Today, on National Agriculture Day, Commonwealth Bank has launched the 2019 Christmas Drought Appeal with a $1 million donation to help support farmers and communities across the country who have been devastated by recent and unrelenting droughts.
Every dollar of the CommBank Christmas Drought Appeal will directly support Rural Aid and the Australian Red Cross and the vital work they are doing to support Aussie farmers and communities impacted by drought and other disasters.
Matt Comyn, Commonwealth Bank CEO, said: “The continuing drought is hurting families, businesses and communities. Support for drought affected regions is a priority for CBA. Our farmers and our rural and regional businesses and communities deserve our support in good times, but especially when times are tough. And times don’t get much tougher than they are right now.
“Every dollar of the CommBank Christmas Drought Appeal will directly support Rural Aid and the Australian Red Cross, contributing to the vital work they do to support those impacted by the drought. This will include a range of support programs, such as feed for livestock, and every day expenses, such as school fees and other support services.
“Thanks to the generous donations of our customers and the broader community, we raised close to eight million dollars last year. I’ve spoken to many of our drought affected customers and have heard that every little bit helps. Through supporting this appeal let’s show our farmers that we are thinking of them this Christmas,” said Mr Comyn.
From tonight until Christmas Day, CBA will be accepting donations through the CommBank app allowing customers to make donations anywhere, anytime. In addition, all CBA branches will be accepting donations across the country. Last year, CBA and its customers together raised close to $8 million for those impacted by the drought and this year we want to raise even more.
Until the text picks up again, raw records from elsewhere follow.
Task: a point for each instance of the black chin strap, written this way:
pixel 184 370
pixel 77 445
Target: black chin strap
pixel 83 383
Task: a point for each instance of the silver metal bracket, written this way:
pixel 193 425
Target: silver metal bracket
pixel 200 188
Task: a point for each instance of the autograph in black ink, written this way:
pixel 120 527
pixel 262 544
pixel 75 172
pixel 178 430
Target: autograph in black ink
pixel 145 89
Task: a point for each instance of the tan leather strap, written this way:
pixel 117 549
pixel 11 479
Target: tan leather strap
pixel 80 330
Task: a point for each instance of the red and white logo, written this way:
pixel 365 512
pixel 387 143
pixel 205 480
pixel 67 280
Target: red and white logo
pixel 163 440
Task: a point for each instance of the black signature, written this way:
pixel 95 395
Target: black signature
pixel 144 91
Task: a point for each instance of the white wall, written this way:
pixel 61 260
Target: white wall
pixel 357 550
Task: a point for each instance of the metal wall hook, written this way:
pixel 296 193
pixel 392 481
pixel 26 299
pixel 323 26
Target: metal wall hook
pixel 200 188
CBA will also invest an additional $500,000 to support the recruitment of a team of retired banking staff to support the NSW Rural Financial Counselling Services, that help farmers get the support they need.
Grant Cairns, Executive General Manager for Regional and Agribusiness Banking at Commonwealth Bank, said: “Our new program to fund former bank officers to help with rural financial counselling will help farmers, businesses and communities get access to free financial counselling – support that is much need during this challenging time.”
CBA has also launched an online ‘Drought Support Hub’, that brings together all of the bank’s support packages and resources under one portal, and directs customers to the many benefits and support packages available from government and external services. We have already contacted more than 250,000 customers in drought affected areas by sending messages through the CommBank app, and Netbank, and via phone calls, emails, and in branch to help people find and use the Hub..
“We are doing more to help people affected by drought and we encourage all our customers to support this Appeal. Any donation no matter how small, will make a difference to our farmers, and our regional and rural communities this Christmas,” Mr Cairns concluded.
About the CommBank Christmas Drought Appeal
The Commonwealth Bank will be donating $500,000 to each of its fundraising partners on the appeal: Rural Aid and Australian Red Cross, in order to provide balance in supporting regional communities for the short and long term.
Rural Aid is one of the largest rural charities in Australia, with a focus on supporting farmers and rural communities in times of natural disaster such as drought, flood and fire. Well known for the highly successful ‘Buy a Bale’ campaign, their support includes fodder, financial assistance, water, counselling and volunteers. The charity also supports initiatives that are focussed on the long term sustainability of farming and rural communities.
Australian Red Cross is the nation’s leading humanitarian organisation and a national emergency responder.
It supports and empowers people and communities in times of vulnerability to reduce suffering, by mobilising a network of volunteers.